Picture: 123RF/gorosi
Picture: 123RF/gorosi

The country is in the midst of a judicial reckoning after a decade of corruption so insidious that an entire state was placed at its service.

If the Zondo commission is not mere spectacle, this should mean orange will be the new Armani for many politicians. But the limitation of anticorruption crusades is that, after the beneficiaries go to jail, the infrastructure for a repeat performance remains in place.

Happily, some enablers of state capture, for example PR companies like Bell Pottinger and auditors like KPMG, have had their comeuppance. Yet the actions of lawyers, without whom not a fraction of the damage could have been done, has gone unremarked.

Lawyers should, of course, be free to take on any client, no matter their notoriety. But professional ethics also apply. Lawyers must avoid conflicts of interest and they mustn’t overreach in setting fees or let their trust accounts be used as a conduit for schemes. Lawyers also shouldn’t connive to substantiate witch-hunts or whitewashes, and they shouldn’t facilitate crimes.

Have lawyers lived up to this?

Lord Peter Hain, for one, thinks Hogan Lovells has not. He accuses the firm of facilitating state capture at the SA Revenue Service. Adding to that claim is the fact that a former partner, Brian Biebuyck, has been comprehensively Agrizzied at the Zondo commission for his work for Bosasa. Hogan Lovells says it is appalled by the allegations. But whether it is appalled enough by the fees Biebuyck earned to renounce them is a question that has no-one holding their breath.

Former head of the Independent Police Investigative Unit Robert McBride also alleged that a "flawed" report by Werksmans legitimised a groundless case against him by state capturers. Werksmans disputes this claim, and argues it was at the "forefront of fighting corruption and state capture".

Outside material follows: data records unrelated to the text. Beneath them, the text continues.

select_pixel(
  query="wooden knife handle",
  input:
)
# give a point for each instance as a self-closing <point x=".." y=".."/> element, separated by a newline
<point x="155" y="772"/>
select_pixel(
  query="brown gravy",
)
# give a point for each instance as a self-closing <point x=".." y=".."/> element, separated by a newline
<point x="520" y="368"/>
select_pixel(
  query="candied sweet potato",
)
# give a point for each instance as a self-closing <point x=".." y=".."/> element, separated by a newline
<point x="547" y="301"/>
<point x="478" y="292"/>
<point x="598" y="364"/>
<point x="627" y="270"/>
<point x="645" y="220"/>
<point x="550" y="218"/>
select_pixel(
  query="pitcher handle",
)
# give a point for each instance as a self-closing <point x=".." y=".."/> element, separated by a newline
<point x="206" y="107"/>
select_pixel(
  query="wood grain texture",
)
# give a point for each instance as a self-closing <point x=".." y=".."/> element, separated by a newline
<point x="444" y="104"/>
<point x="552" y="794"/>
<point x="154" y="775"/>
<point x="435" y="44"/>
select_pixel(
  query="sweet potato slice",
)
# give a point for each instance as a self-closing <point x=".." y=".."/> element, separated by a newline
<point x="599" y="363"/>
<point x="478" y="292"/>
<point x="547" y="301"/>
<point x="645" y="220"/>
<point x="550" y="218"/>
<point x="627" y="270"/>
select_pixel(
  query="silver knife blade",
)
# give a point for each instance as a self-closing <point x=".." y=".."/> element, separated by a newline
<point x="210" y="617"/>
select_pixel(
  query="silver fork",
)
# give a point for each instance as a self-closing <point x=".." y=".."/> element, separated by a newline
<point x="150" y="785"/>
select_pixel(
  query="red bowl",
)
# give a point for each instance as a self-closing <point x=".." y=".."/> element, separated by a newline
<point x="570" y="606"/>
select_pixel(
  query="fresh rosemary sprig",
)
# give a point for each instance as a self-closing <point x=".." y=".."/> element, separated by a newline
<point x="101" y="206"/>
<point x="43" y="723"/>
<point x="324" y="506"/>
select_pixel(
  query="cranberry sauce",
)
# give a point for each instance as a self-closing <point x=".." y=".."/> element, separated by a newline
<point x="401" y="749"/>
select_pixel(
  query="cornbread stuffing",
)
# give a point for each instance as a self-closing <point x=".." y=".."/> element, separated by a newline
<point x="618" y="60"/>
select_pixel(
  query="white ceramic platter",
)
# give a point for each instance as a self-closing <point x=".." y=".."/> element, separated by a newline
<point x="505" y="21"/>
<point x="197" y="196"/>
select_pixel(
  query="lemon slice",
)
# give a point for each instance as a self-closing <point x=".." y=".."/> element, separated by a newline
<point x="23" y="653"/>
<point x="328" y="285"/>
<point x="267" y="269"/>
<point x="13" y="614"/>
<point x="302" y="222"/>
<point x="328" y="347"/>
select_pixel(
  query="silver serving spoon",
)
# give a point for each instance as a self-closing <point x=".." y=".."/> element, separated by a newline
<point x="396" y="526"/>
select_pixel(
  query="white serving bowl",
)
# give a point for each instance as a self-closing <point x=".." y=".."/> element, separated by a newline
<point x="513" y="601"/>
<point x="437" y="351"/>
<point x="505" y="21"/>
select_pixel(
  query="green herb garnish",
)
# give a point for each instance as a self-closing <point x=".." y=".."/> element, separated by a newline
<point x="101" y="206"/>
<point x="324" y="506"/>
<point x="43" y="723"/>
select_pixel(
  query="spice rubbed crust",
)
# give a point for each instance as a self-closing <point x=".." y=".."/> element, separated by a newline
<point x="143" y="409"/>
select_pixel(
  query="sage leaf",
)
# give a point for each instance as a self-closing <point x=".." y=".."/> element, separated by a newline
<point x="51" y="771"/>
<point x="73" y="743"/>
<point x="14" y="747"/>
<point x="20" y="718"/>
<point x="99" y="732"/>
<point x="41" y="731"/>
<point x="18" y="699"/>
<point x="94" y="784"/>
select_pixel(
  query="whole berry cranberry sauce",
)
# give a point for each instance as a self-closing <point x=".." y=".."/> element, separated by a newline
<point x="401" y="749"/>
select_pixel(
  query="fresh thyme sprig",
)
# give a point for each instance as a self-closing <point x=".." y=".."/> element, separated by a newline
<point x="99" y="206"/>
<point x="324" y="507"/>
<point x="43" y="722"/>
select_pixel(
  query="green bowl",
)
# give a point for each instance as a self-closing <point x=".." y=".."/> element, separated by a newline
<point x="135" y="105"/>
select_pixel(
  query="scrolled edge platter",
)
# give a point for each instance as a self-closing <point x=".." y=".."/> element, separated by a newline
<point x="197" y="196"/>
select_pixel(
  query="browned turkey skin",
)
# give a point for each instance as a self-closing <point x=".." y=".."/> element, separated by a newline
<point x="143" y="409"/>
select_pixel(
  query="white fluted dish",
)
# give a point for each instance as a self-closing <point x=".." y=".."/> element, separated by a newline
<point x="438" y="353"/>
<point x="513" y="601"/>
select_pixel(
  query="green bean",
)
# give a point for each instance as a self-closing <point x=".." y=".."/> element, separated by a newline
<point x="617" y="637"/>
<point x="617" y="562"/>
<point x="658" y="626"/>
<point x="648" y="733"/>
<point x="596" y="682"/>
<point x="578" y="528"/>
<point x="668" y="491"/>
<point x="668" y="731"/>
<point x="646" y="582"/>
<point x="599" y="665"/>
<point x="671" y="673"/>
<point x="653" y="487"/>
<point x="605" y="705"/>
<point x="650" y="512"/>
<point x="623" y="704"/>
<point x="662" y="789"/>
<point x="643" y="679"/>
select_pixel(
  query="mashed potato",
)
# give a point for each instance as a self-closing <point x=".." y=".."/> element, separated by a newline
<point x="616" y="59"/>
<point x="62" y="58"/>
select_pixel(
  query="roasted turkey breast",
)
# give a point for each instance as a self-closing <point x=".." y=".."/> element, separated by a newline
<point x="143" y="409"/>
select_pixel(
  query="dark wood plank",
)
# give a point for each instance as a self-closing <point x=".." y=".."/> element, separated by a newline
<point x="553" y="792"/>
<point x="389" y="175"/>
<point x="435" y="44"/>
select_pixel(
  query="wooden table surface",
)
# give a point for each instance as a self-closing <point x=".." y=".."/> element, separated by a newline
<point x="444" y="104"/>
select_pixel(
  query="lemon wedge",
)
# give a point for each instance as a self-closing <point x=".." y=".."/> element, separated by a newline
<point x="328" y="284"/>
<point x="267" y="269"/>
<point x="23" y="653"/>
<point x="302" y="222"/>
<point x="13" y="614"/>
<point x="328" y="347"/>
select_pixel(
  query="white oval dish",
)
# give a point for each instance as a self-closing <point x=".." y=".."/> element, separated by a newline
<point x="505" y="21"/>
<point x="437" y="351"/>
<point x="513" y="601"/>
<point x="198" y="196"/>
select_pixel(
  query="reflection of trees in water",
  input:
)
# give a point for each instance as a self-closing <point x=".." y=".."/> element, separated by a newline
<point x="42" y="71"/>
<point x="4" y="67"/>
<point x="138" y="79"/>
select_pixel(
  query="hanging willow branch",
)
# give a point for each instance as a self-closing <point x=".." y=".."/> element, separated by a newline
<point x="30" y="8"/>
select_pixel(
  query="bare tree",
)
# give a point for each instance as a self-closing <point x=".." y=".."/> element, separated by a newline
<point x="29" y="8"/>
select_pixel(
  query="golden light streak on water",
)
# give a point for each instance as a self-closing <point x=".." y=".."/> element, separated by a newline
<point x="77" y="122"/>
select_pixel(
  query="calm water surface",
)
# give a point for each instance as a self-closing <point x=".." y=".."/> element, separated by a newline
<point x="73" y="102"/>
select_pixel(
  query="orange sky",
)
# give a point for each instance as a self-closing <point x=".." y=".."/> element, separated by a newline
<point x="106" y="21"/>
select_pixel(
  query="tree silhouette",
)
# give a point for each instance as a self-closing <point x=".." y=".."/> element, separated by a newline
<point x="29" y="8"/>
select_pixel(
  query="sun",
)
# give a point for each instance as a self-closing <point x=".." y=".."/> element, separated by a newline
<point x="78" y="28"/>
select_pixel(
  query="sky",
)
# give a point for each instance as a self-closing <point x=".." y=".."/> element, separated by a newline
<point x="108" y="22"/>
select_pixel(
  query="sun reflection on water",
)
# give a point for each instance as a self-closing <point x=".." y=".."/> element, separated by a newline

Mistakes and hypocrisy … ought to be confronted by the many honourable women and men in the profession

But Werkmans’ claim to reputation has a downside, as it exposes it to claims of hypocrisy, if it takes instructions from rogues.

Unlike advocates, law firms can turn away instructions. Top firms are able to exercise due diligence before attaching their brand to a client’s cause. They need to portray themselves as more than just tongues for hire, because these firms also compete to perform quasi-adjudicatory functions.

What functions are these, you ask. Well, SA is awash with investigations right now, often done by law firms. These have been a lucrative, perhaps dominant, income stream for some firms. Consider that Werksmans charged the Passenger Rail Agency of SA (Prasa) about R200m to look into wasteful expenditure and mismanagement. It could earn three years’ fees investigating a case, but only one-hundredth of that litigating the matter.

The opinions and findings that the "Ivy League" firms produce are also integral to their clients’ public relations. A firm’s good name underwrites the objectivity, accuracy and ethics of its reports. If a transaction needs blessing or a CEO needs clearing, an obvious mob lawyer won’t do.

This imposes limits on the work such firms should be taking.

Legal missteps

Hogan Lovells proclaims the mission: "Righting injustices. Strengthening society". Yet, one wonders: by what olfactory deficiency could this firm have cashed all those Gavin Watson cheques over the years? Equally, how could Webber Wentzel have missed the red lights when it gave Prasa’s 1,064 locomotive deal the all-clear? And Cliffe Dekker Hofmeyr represented Eskom when it let Glencore become a coal mine for the Guptas.

The legal missteps enabling state capture would normally have remained hidden within the folds of secrecy that cloak the accord between attorney and client. But look beneath the testimony to Zondo, and the profession’s mistakes and hypocrisy are apparent.

These faults ought to be confronted by the many honourable women and men in the profession. It may mean fee refunds or censuring the conduct of colleagues.

Some of these lawyers are still assigned significant matters, not only to litigate, but also to investigate. Some are bound to be called to the bench. Any malignity in their marrow has the potential to dangerously metastatise.